- Cham-e Ali Location within Iran
- Coordinates: 32°29′47″N 50°53′29″E﻿ / ﻿32.49639°N 50.89139°E
- Country: Iran
- Province: Chaharmahal and Bakhtiari
- County: Saman
- District: Central
- Rural District: Chama

Population (2016)
- • Total: 560
- Time zone: UTC+3:30 (IRST)

= Cham-e Ali =

Village in Chaharmahal and Bakhtiari province, Iran

Cham-e Ali (چمعالي) (Note: Also romanized as Cham ‘Ālī and Cham-e ‘Alī) is a village in Chama Rural District of the Central District in Saman County, Chaharmahal and Bakhtiari province, Iran.

==Demographics==
===Ethnicity===
The village is populated by Turkic people.

===Population===
At the time of the 2006 National Census, the village's population was 545 in 148 households, when it was in Saman Rural District of the former Saman District in Shahrekord County.
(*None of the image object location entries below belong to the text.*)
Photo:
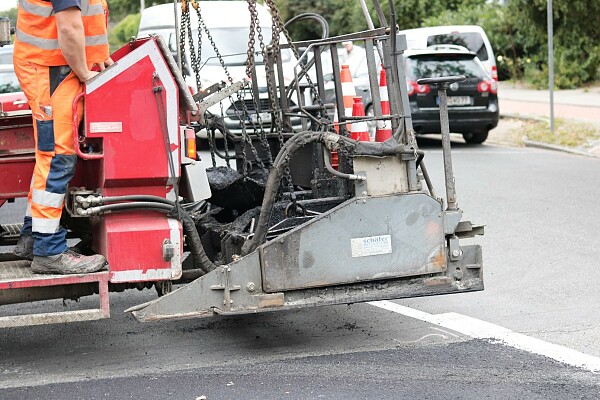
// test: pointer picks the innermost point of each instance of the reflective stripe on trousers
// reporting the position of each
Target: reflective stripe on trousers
(51, 105)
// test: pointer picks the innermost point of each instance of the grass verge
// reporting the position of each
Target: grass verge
(566, 133)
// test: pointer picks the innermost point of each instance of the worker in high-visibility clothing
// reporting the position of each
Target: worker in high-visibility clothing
(59, 45)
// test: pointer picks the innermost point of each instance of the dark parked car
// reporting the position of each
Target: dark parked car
(472, 104)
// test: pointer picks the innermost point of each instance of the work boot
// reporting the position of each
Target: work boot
(68, 262)
(24, 247)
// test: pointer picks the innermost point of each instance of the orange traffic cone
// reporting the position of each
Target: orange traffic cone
(359, 130)
(384, 127)
(335, 162)
(348, 90)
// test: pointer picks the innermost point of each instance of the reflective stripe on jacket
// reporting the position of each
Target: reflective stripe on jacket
(36, 35)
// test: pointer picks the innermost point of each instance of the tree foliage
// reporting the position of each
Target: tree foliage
(119, 9)
(124, 31)
(517, 31)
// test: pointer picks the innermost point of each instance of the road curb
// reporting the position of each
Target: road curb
(546, 146)
(523, 117)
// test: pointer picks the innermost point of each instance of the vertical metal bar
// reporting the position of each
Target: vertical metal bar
(365, 9)
(372, 69)
(319, 71)
(427, 179)
(283, 101)
(177, 37)
(551, 64)
(339, 96)
(445, 125)
(380, 14)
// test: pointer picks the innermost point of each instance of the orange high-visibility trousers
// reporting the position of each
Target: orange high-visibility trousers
(50, 92)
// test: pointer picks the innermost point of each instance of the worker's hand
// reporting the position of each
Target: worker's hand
(106, 64)
(84, 77)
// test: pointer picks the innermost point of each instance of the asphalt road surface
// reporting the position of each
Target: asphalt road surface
(533, 333)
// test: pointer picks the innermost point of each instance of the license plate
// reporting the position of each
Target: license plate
(454, 101)
(264, 117)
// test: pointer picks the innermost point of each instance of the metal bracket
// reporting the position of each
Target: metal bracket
(454, 249)
(216, 97)
(226, 287)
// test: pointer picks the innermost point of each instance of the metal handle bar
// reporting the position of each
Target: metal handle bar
(85, 156)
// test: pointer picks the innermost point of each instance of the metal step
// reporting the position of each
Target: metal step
(17, 275)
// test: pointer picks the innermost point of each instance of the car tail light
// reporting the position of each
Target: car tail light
(413, 87)
(489, 86)
(190, 144)
(422, 88)
(495, 73)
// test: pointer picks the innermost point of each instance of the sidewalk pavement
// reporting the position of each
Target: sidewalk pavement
(581, 105)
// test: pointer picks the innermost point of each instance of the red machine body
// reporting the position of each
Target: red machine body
(128, 144)
(17, 145)
(132, 120)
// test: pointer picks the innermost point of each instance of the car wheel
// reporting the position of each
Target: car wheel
(475, 137)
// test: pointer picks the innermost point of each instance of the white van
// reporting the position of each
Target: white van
(229, 25)
(472, 37)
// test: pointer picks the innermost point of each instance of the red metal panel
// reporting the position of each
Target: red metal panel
(17, 158)
(133, 245)
(133, 143)
(11, 102)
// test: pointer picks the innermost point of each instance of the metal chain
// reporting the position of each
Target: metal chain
(277, 19)
(202, 26)
(255, 30)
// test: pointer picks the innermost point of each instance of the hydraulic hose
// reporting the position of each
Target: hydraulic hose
(330, 140)
(192, 238)
(137, 197)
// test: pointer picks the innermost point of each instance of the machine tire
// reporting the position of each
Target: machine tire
(475, 137)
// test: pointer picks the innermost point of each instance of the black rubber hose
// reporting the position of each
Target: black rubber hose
(192, 238)
(138, 205)
(272, 187)
(136, 197)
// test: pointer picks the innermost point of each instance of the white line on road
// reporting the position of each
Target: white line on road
(478, 329)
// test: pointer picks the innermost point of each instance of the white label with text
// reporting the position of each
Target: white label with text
(371, 246)
(106, 127)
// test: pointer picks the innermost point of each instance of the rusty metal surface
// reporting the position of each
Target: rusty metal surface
(323, 252)
(197, 300)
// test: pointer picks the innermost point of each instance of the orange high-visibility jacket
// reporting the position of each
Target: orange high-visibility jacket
(36, 36)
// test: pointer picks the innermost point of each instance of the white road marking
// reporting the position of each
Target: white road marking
(478, 329)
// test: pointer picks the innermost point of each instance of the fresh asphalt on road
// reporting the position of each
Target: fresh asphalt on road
(540, 268)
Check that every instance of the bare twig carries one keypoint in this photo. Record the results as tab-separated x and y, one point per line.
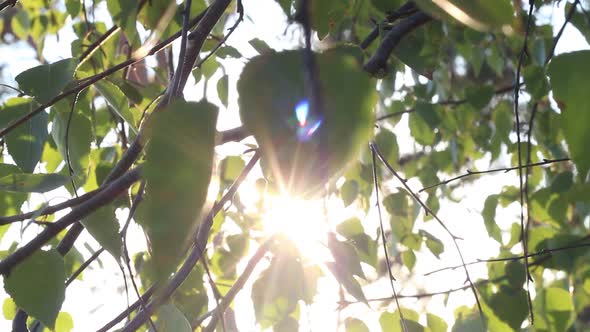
451	102
93	79
495	170
196	250
377	64
543	252
217	313
383	240
102	198
429	211
522	198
The following census in 2011 counted 630 people in 189 households. The 2016 census measured the population of the village as 560 people in 187 households, by which time the district had been separated from the county in the establishment of Saman County. The rural district was transferred to the new Central District, and Cham-e Ali was transferred to Chama Rural District created in the district.